J’ai aussi cherché sans succès des pages envolées du livre effeuillé, je n’ai trouvé que les feuilles errantes des annonces publicitaires, indécentes.


Je suis revenu dans mon appartement, et sur les murs couverts des mots enrayés, j’ai affiché les pages d’un livre façon elzévir. Tous les jours à ma fenêtre, j’attends son retour.

Elle ne sera plus un fantôme qui hante les livres, je le sais.

Je sais qu’un jour elle sera libre, et qu’elle reviendra en pleine réalité, moi qui l’ai pour toujours dans le cœur, dans l’esprit et jusque dans le corps.


 
Inscrivez-vous pour commenter cette nouvelle sur Oniris !
Toute copie de ce texte est strictement interdite sans autorisation de l'auteur.
   ANIMAL   
7/3/2020
 a aimé ce texte 
Beaucoup ↑
Le monde du narrateur, agrémenté de mots, décoré de phrases, bâti de confusion mentale, nous emporte au gré de cette nouvelle qui se lit avec grand plaisir.

On ignore quel est le vécu de cet homme pour qu'il se soit égaré dans cet univers étrange et attachant, pour qu'il ait totalement perdu le contact avec ses semblables et la réalité.

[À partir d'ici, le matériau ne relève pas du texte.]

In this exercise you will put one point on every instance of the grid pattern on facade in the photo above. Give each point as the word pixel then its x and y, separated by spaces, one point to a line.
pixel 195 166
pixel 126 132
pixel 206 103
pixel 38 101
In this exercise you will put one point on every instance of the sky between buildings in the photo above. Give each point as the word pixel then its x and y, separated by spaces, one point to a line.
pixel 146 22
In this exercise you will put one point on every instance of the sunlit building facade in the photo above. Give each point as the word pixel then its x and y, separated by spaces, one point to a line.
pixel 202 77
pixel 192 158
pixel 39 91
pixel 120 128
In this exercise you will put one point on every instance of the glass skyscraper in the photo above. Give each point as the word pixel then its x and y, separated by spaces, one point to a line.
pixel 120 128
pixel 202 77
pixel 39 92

Et je dois dire que je tremble un peu pour cette femme si elle est réelle et qu'il la retrouve au hasard des rues. Car je m'attendais à ce que la folie douce du narrateur se transforme en folie meurtrière et qu'il plante vraiment son couteau pour voir si du sang coule ou s'il s'agit d'une créature de papier. Folie, quand tu nous tiens...

Une belle histoire d'écorché vif contée dans un langage choisi. Je serais bien en peine de citer un passage préféré car chaque phrase se savoure à sa façon.
Si j'ai une critique à faire, c'est la longueur. Après la scène forte de la tentation de tuer, j'aurais vu une chute plus brève et plus brutale (par exemple au lieu de rester passif et d'attendre son retour la chercher activement).

Je verrai bien ce texte dans la nouvelle rubrique "récit poétique" car ici il y a beaucoup de poésie, c'est incontestable.

   maria   
10/3/2020
 a aimé ce texte 
Beaucoup ↑
Bonjour,

Je me suis tout de suite sentie bien dans "cet appartement meublé de mots". Et la description qu'en fait celui qui "écoutais l'existence entre substantifs et adjectifs" est savoureuse.
J'ai lu le texte lentement, sans ennui ; j'ai souvent écarquillé les yeux d'étonnement. Ce fut une lecture très agréable. Les phrases sont belles, poétiques. L'auteur(e) joue avec le sens et le son des mots. Il n'y a pas de temps mort, l'image cherche le mot, et vice-versa.

"J 'étais en rature" : a priori cela ne veut rien dire, et pourtant, c'est avec ces mots que je définirai le personnage.
Il l'a vue, Elle, "de sa lucarne entre les mots", il devait "se cogner au monde" pour "attester sa vie".

Je n'ai pas voulu donner de la réalité, de la vraisemblance à son escapade, car comme lui "mes yeux hallucinés me firent voir une scène étrange", a laquelle j'ai été ravie d'assister.
Mille mercis à l'auteur(e) pour beau dépaysement littéraire.

Maria en E.L.

   Pouet   
3/4/2020
 a aimé ce texte 
Passionnément
Bjr,

comme Diogène d'Oenanda qui fit graver sur les murs de la ville la philosophie d'Epicure...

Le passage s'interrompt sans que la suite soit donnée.